Definition

 • Characterized histologically by sclerosis involving some but not all glomeruli (focal) and affecting only a portion of the glomerular tuft (segmental).

• As a primary glomerular disease, focal and segmental glomerulosclerosis (FSGS) is, like MCD, characterized clinically by the nephrotic syndrome and histologically by podocyte injury. However, in FSGS there is focal and segmental glomerular scarring on light microscopy.

• FSGS can also occur as a pattern of scarring secondary to glomerular injury of any type and cause; therefore, segmental glomerular scarring can be seen in many clinical contexts and does not always indicate primary FSGS.

* Careful exclusion of other underlying diseases through histological examination and clinical correlation is essential before making a diagnosis of primary FSGS.

Epidemiology

 • Primary FSGS is a common cause of nephrotic syndrome in adults.

• Patients of African origin or ancestry are at increased risk of FSGS; this is related to more frequent risk alleles of APO-L1 in these populations.

Aetiology

• Idiopathic primary FSGS: unknown; rapid recurrence of the disease after kidney transplantation suggests a circulating factor.

 • Rare cases are due to genetic mutations, particularly in podocyte proteins involved in the slit diaphragm, cytoskeleton, and signalling pathways. Genetic causes are more frequently seen in children then adults (e.g. congenital nephrotic syndrome of Finnish type due to mutations of NPHS1, or diffuse mesangial sclerosis/ Dennis Drash syndrome/ Frasier syndrome related to mutations of WT-1).

• Podocyte injury and FSGS can also develop in association with viral infections (e.g. HIV), drugs (e.g. pamidronate) and tumours (in particular lymphoid).

• Haemodynamic stress to the glomerulus can also cause podocyte injury leading to secondary FSGS, either through increased workload on a normal- size nephron population (e.g. obesity, anabolic steroids, sickle- cell anaemia), or through reduced nephron mass of any cause with related increased work in remaining nephrons.

• APO- L1 risk allele associated FSGS: in patients with African ancestry, risk alleles confer an increased risk of FSGS of any aetiology.

Pathogenesis

 • Podocyte injury and loss cause heavy proteinuria and segmental glomerular scarring.

Presentation

 • Primary FSGS, genetic FSGS, FSGS related to viral infections, drugs and tumours: nephrotic syndrome.

• Secondary FSGS: heavy proteinuria without the nephrotic syndrome; variable degree of renal failure depending on cause.

Light microscopy

 • Involved glomeruli show replacement of a segment of the glomerular tuft by sclerosis (Fig. 1).

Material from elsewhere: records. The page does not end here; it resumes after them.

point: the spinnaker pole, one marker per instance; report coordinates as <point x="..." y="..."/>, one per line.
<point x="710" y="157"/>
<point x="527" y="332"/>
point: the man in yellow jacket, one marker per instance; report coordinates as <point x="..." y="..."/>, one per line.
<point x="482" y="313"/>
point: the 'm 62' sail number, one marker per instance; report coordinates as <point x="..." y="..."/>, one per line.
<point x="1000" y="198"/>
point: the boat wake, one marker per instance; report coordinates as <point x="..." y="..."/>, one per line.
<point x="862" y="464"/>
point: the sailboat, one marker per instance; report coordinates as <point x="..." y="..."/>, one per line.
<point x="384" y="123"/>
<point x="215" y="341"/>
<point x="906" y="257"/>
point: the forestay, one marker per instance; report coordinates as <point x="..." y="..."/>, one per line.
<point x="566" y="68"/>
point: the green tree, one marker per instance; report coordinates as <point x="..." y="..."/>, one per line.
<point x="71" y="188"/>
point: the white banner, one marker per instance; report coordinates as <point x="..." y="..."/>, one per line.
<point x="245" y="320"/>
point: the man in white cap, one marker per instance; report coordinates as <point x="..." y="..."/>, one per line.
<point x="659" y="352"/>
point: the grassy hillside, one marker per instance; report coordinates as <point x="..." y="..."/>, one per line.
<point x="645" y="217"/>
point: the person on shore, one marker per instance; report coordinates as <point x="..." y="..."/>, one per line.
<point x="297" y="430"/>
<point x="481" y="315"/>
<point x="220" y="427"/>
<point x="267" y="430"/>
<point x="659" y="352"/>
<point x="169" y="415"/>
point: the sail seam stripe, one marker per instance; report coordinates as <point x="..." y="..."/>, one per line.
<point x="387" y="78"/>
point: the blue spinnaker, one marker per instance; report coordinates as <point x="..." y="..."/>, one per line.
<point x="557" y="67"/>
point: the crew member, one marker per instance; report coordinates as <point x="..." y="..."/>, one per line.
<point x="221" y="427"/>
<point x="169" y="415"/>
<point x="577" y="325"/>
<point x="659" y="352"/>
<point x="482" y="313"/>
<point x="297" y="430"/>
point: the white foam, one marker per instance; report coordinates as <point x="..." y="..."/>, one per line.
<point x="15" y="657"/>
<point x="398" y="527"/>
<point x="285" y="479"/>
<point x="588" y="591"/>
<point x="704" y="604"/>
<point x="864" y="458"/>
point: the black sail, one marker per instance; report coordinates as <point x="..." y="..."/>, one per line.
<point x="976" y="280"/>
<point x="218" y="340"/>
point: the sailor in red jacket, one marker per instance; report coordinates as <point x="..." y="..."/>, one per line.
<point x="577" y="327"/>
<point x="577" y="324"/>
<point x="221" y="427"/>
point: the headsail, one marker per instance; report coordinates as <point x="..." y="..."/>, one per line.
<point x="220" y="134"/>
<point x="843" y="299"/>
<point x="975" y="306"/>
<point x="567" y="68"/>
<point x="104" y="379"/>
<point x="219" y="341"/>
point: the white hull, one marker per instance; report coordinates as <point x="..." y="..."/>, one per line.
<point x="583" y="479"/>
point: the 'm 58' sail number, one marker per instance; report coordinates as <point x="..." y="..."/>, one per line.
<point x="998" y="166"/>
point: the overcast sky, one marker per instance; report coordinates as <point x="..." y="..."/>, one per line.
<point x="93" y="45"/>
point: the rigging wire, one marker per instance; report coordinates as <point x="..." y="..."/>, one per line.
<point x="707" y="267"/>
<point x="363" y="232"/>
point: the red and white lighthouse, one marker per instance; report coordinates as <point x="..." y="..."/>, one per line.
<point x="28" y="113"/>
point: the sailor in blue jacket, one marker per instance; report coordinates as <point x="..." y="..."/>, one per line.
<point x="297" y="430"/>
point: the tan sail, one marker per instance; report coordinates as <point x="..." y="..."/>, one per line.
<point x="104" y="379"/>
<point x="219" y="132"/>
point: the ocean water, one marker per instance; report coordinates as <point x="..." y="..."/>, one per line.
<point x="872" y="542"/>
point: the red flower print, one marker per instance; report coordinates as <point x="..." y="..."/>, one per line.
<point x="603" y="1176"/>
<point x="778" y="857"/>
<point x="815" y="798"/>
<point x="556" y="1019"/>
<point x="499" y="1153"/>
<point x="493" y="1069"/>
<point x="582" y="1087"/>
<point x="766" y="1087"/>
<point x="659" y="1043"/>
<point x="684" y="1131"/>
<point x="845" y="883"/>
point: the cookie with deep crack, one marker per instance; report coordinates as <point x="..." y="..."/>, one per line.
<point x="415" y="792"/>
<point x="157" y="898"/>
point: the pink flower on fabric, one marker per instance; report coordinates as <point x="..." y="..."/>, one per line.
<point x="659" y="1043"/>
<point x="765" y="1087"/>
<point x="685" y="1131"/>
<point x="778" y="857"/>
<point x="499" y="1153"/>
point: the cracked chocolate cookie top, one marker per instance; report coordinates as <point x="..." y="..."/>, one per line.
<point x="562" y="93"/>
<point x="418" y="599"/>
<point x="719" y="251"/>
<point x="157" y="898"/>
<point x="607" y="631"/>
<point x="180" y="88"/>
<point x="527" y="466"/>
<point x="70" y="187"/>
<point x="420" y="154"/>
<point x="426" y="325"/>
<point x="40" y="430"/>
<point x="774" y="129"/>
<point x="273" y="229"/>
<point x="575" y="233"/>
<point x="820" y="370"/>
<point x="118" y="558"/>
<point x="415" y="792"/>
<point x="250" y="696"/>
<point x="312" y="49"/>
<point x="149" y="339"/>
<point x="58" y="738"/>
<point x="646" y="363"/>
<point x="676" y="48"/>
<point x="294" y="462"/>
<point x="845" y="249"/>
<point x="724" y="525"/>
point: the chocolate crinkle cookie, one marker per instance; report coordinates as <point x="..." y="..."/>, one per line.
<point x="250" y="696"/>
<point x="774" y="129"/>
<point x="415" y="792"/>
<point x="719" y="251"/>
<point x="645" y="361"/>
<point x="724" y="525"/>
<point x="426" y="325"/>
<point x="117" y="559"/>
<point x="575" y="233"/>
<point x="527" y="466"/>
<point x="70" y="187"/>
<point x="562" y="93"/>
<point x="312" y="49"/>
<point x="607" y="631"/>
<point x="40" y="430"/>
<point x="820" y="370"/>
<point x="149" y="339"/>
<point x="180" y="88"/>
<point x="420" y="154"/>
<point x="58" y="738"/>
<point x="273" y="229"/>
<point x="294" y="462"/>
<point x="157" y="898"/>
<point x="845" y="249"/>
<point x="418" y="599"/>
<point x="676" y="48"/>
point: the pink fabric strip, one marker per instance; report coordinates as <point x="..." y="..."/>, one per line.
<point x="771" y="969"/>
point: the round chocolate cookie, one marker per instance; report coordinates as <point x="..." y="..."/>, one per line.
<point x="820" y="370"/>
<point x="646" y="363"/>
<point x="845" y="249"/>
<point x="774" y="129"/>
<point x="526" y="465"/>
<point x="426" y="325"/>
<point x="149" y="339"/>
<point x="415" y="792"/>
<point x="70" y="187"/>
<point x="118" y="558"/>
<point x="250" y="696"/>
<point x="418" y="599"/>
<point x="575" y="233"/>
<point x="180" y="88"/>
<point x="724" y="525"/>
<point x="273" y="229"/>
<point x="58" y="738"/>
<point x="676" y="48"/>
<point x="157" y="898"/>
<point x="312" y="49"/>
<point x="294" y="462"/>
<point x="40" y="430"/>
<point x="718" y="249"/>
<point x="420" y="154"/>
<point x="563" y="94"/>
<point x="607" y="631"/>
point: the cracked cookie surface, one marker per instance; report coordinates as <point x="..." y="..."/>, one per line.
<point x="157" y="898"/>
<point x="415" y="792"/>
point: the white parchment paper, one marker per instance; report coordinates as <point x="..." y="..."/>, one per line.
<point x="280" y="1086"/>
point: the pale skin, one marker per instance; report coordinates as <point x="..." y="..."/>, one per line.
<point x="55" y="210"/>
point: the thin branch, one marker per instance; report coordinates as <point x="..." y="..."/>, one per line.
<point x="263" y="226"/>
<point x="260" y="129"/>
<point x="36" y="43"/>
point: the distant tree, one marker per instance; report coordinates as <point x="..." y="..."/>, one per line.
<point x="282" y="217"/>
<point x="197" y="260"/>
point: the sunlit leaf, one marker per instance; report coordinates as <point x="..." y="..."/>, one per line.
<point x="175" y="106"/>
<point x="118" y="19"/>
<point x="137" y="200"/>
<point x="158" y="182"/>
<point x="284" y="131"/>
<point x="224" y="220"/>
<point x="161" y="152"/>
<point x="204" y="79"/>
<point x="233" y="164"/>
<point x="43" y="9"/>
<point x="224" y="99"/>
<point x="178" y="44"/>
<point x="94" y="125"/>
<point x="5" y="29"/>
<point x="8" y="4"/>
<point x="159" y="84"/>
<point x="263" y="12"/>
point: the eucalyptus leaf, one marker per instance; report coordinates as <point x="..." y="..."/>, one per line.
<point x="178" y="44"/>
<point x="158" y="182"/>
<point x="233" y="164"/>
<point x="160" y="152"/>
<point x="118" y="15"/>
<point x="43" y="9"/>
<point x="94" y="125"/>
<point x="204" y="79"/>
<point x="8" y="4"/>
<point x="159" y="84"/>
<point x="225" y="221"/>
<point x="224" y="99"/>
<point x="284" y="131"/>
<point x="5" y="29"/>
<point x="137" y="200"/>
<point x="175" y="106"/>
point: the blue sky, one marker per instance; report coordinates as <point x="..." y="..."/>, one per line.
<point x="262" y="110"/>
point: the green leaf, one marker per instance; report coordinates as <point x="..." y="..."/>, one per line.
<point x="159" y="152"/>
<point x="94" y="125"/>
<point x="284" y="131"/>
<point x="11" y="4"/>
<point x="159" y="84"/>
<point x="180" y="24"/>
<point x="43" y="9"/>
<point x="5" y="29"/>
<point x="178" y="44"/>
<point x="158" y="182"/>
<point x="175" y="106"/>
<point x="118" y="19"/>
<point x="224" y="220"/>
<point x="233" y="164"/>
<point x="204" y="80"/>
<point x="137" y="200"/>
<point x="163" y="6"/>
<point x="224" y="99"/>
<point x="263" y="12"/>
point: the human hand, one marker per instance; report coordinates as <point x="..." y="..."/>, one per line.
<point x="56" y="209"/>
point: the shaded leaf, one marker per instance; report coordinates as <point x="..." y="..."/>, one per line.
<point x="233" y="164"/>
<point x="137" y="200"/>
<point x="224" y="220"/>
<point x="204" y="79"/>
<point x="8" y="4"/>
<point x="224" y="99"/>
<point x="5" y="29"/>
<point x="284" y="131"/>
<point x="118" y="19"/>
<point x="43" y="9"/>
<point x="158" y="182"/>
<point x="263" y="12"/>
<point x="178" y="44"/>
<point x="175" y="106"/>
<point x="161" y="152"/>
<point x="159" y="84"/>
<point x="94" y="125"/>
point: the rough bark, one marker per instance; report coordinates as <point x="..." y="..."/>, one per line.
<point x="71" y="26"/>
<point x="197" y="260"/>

• The sclerotic segment often shows adhesion to Bowman’s capsule.

 • Glomerulosclerosis is usually accompanied by tubulointerstitial fibrosis around the involved glomerulus.

• There are five morphological patterns of FSGS: not otherwise specified (NOS), tip variant, cellular variant, collapsing variant, and perihilar variant. The collapsing variant is most often seen in association with drugs (e.g. pamidronate) and viruses (e.g. HIV). The perihilar variant is usually seen in secondary FSGS related to haemodynamic stress (e.g. obesity).

Fig1. Focal and segmental glomerulosclerosis, not otherwise specified (NOS). Haematoxylin and eosin. A portion of the tuft between 1 and 2 o’clock is replaced by fibrous stroma, with closure of the capillary lumens. This part of the glomerulus also adheres to Bowman’s capsule (arrow) (see Plate 21).

Table1. Classification of FSGS by cause with histological findings

Immunofluorescence

• Non- specific entrapment of IgM and C3 may be seen in areas of sclerosis.

Electron microscopy

• Primary FSGS: extensive podocyte foot process effacement, often with microvillous change, as for MCD. There are no electron- dense deposits.

• Secondary FSGS: segmental podocyte foot process effacement; there may also be evidence of an underlying disease causing the scarring, such as immune complex glomerulonephritis (in which case, electron- dense deposits may be seen).

Prognosis

• Depends on whether primary or secondary FSGS, and on the histological variant: tip variant has a better outcome, and collapsing variant has a worse outcome.

 • Commonly leads to progressive renal insufficiency.

 • Primary FSGS has a high rate of recurrence in kidney transplants and without appropriate pre- emptive treatment often leads to rapid loss of the graft function.